O secretário de Saúde do Estado de São Paulo, Jean Gorinchteyn, disse na noite desta quinta-feira, 24, que a eficácia da Coronavac não chegou a 90%. A declaração foi dada em entrevista à Rádio CBN. Ele reforçou, assim como divulgado nesta quarta-feira, 23, que o imunizante atingiu o patamar mínimo exigido de 50%, mas o porcentual exato ainda não foi revelado.

“Não atingiu 90%. Nós não sabemos o quanto acima de 50% ficou, se foi 60%, 70% ou 80%. Mas eles estão em níveis que nos permitem fazer redução de impacto de doença na nossa população, diminuindo o número de pessoas com doença grave e que infelizmente vêm a morrer”, declarou.

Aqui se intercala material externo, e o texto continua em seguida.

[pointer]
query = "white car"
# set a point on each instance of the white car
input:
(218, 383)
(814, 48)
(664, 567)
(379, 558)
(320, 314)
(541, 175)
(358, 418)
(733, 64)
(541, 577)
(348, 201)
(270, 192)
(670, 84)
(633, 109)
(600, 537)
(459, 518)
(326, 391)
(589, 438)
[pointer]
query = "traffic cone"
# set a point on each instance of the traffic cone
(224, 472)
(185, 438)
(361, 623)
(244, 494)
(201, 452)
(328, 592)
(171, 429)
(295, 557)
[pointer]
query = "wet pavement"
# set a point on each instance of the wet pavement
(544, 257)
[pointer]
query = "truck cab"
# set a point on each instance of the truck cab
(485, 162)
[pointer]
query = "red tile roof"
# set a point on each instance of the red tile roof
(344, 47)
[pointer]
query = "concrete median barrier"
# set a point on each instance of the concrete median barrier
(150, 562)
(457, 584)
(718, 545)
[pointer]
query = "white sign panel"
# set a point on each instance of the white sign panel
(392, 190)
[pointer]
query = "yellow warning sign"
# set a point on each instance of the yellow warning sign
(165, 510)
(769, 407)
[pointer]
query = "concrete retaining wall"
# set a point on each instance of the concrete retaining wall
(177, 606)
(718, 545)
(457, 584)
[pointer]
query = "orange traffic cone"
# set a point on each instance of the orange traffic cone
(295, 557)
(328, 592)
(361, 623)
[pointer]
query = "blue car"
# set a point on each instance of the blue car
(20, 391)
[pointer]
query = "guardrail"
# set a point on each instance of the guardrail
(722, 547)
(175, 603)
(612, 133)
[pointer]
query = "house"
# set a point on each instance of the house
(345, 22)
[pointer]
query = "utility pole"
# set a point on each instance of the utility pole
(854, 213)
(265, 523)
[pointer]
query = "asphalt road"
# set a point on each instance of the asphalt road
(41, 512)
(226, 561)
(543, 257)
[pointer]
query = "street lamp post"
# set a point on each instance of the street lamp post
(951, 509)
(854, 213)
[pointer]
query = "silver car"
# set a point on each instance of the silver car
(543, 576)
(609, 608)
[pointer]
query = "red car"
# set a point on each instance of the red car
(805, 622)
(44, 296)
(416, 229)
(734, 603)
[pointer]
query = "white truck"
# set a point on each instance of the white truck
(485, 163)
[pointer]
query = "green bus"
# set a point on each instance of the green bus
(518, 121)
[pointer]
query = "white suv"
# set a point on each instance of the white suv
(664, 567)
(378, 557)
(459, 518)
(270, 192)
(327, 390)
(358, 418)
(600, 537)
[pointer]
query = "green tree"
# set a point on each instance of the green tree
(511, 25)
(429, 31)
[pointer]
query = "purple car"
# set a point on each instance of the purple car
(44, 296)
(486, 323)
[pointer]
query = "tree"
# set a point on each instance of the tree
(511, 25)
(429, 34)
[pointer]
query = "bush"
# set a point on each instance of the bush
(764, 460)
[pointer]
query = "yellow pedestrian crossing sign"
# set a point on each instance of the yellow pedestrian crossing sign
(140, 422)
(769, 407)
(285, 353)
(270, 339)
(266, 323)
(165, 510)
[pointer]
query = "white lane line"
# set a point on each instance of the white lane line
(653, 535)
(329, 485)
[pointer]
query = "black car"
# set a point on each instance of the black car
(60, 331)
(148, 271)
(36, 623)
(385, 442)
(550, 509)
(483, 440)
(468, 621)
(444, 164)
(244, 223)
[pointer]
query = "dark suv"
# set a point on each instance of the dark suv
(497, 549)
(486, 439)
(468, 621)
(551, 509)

O secretário disse que o patamar abaixo dos 90% já era esperado em razão do método utilizado para a fabricação da vacina, que usa o vírus inativado para provocar a defesa do corpo humano. “Sabíamos que a efetividade jamais atingiria 90%, mas o que nós não imaginávamos era que a empresa queria e objetivava um resultado muito próximo em todos os países e não somente em um ou outro país”, explicou.

A divulgação do porcentual de efetividade estava marcado para ocorrer nesta quarta-feira, 23, mas o governo adiou o anúncio pela quarta vez. A gestão do governador João Doria (PSDB) justificou o novo adiamento, dizendo que a Sinovac solicitou os números para fazer novas análises, com um prazo de 15 dias. Nesta quinta-feira, a Turquia disse que os testes com a Coronavac no país mostraram eficácia de 91%.

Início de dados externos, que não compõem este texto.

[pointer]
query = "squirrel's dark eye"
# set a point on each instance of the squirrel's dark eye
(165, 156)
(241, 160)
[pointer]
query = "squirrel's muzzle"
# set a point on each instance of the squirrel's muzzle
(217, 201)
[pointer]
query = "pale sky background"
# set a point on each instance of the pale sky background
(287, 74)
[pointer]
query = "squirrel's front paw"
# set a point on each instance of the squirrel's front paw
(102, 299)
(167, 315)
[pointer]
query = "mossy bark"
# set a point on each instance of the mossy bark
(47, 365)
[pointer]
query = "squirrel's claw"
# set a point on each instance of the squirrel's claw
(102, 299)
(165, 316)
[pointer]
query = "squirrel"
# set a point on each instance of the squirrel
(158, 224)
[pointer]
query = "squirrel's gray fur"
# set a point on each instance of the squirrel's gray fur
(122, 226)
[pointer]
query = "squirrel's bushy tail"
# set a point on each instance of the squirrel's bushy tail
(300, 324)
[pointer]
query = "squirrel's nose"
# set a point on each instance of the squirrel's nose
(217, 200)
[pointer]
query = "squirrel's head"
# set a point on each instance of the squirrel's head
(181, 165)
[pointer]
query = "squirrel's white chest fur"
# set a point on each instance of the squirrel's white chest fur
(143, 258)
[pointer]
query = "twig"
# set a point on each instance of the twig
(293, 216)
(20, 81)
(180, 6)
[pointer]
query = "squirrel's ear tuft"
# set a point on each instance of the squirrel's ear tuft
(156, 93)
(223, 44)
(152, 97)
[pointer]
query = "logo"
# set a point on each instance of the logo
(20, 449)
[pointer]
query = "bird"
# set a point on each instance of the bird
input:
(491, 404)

Para Gorinchteyn, o fato de a vacina ter atingido o porcentual acima do mínimo já tem a sua importância no combate à pandemia. “Obtermos a eficácia foi extremamente importante principalmente num momento como esse em que temos recrudescência da pandemia em nosso país, no nosso Estado, com incremento das ocupações de leito e mortes”, disse, pontuando que mesmo nos grupos para os quais a eficácia não seja completa, ela poderá representar um abrandamento da doença, com reflexos em menos internações e óbitos.

Turquia

Já o  governo da Turquia anunciou nesta quinta-feira (24) que os resultados preliminares do estudo da Coronavac, vacina da Sinovac contra a Covid-19, no país apontam uma eficácia de 91,25%.

Os cientistas esperam que os números, já superiores a outras vacinas com eficácia divulgada, como a de Oxford/AstraZeneca e a da Sinopharm, ainda cresçam, segundo a agência de notícias Reuters.

De acordo com o braço turco da BBC, o comitê científico do país observou dados de 1.322 pessoas. Houve 3 casos de Covid nos 752 voluntários vacinados e 26 casos da doença nos 570 que faziam parte do grupo controle, que recebeu placebo.

O comitê, ainda segundo a BBC, informou que 6 casos do grupo placebo foram graves e necessitaram de hospitalização.

No grupo que recebeu a vacina, 2 não tiveram sintomas e um teve somente coriza.